My oldest is only 3 1/2. I have to tell myself this over and over when she's yelling at me, when she throws her attitude my way and yes even when, I'm ashamed to say, she cusses. The cussing thing I blame on her father although I can admit that I've thrown a cuss word around once in awhile when I'm really angry! But he cusses over the smallest annoyances so his is more frequent and a lot more noticeable! The first time she said a not-so-nice word, it was sort of cute. We laughed. And then, of course, she liked that we laughed so she did it again. Then, as she got a little older, she realized that cuss words were words we seemed to use to express being upset or annoyed at something. So, when we sent her to her room, the cuss words would fly. It's no longer cute. We are working on this and it's gotten a lot better with all of us.
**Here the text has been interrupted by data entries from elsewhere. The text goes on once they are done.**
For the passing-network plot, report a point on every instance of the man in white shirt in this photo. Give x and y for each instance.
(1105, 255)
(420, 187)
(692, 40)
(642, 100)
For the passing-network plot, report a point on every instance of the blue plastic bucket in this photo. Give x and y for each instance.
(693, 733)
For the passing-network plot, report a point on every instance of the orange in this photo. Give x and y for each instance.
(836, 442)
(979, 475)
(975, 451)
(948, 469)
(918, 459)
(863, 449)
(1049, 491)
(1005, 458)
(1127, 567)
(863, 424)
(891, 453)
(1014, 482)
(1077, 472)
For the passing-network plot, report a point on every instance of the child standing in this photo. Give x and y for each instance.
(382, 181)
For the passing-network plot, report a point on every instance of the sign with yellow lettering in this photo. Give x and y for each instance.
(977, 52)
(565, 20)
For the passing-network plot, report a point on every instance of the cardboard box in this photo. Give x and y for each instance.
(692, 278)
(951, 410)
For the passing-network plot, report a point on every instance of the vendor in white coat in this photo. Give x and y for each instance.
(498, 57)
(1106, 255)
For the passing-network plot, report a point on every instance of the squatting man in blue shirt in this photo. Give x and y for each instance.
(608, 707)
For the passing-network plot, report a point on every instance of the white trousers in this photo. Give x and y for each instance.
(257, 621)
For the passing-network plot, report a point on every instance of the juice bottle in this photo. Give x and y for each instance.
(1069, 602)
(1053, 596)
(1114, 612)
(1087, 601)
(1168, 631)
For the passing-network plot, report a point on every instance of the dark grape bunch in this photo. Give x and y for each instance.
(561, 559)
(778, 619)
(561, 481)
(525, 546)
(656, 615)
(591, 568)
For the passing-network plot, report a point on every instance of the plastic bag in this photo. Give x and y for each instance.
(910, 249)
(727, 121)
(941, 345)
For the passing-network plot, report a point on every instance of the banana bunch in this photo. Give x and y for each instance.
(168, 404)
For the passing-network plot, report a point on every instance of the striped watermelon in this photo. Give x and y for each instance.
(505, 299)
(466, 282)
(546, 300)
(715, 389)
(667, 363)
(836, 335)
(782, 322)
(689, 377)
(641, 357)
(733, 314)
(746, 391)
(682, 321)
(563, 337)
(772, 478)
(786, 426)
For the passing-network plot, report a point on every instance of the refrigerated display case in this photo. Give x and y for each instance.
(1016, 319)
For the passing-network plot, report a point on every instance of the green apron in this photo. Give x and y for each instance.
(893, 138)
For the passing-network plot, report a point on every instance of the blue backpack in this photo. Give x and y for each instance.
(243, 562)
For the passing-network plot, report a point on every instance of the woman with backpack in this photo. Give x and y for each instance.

But aside from the cussing and the attitude, I really do have to remember that she is only 3 1/2. I forget sometimes, I'm guessing because she's my oldest, that she isn't as independent as I think she is. I almost get annoyed at this in the moments when I have forgotten she's still really just a baby. She's very helpful with her little brother and sister and she does most basic things herself like getting juice cups out for me to fill, getting herself dressed (although we do have to help her sometimes), feeding herself, going to the potty by herself, etc. But in the middle of the night, when she's having one of her night terrors or when she just wants to snuggle in our bed, I am instantly aware that she is not grown up after all.

I look at her and each day she gets taller, learns more words, learns more mannerisms and tones of voice. She says the craziest things some days, things you wouldn't think would come from a 3 1/2 year old. I often expect more from her, which I know I shouldn't. Sometimes I expect her to have adult understanding of the way things work in life or of how emotional I can be and why. But she does not.

Long ago she lost her baby face. It was replaced with a child's face but she seems even older than a child somehow. When I look in her eyes, I see innocence but I also see wisdom. I am unsure as to how to handle her some days, especially when she acts like a little baby. I have to remind myself constantly that she is still so young and that she needs me in so many ways, despite that wisdom I perceive. Some days I am crushed when all I want is to gather her in my arms and hold her and I am met with annoyance and a resistant "Mom, I'm doing something..." Other days I am annoyed when she is the one asking me to hold her. Some days she sucks her thumb. Others she'd rather help me with chores and taking care of the baby.

My daughter is caught in a stage where she is trying to figure out where her place in the family is, I think. She feels like she's lost her status and in some ways, she has. She is no longer the baby or the only child. Two years ago, my son was born taking both of those titles from her. Now she is contending with another baby, vying for my attention with two other needy children. I feel that somehow she senses that most days she will lose this race, especially when the baby is exceptionally fussy or her brother is throwing fits. I'm afraid for her, I do not want her to grow up feeling like there was never enough left for her. I try to spend time with her by herself. Her daddy usually takes just her if he's going somewhere and wants to take a kid.

I don't know what else to do for her except to give her lots of hugs and look into her beautiful blue eyes, tell her how much I love her and hope that somewhere in the depths of her wisdom she understands. After all, behind that child's face lies the face of a baby and even in her wise soul there beats the heart of an innocent being.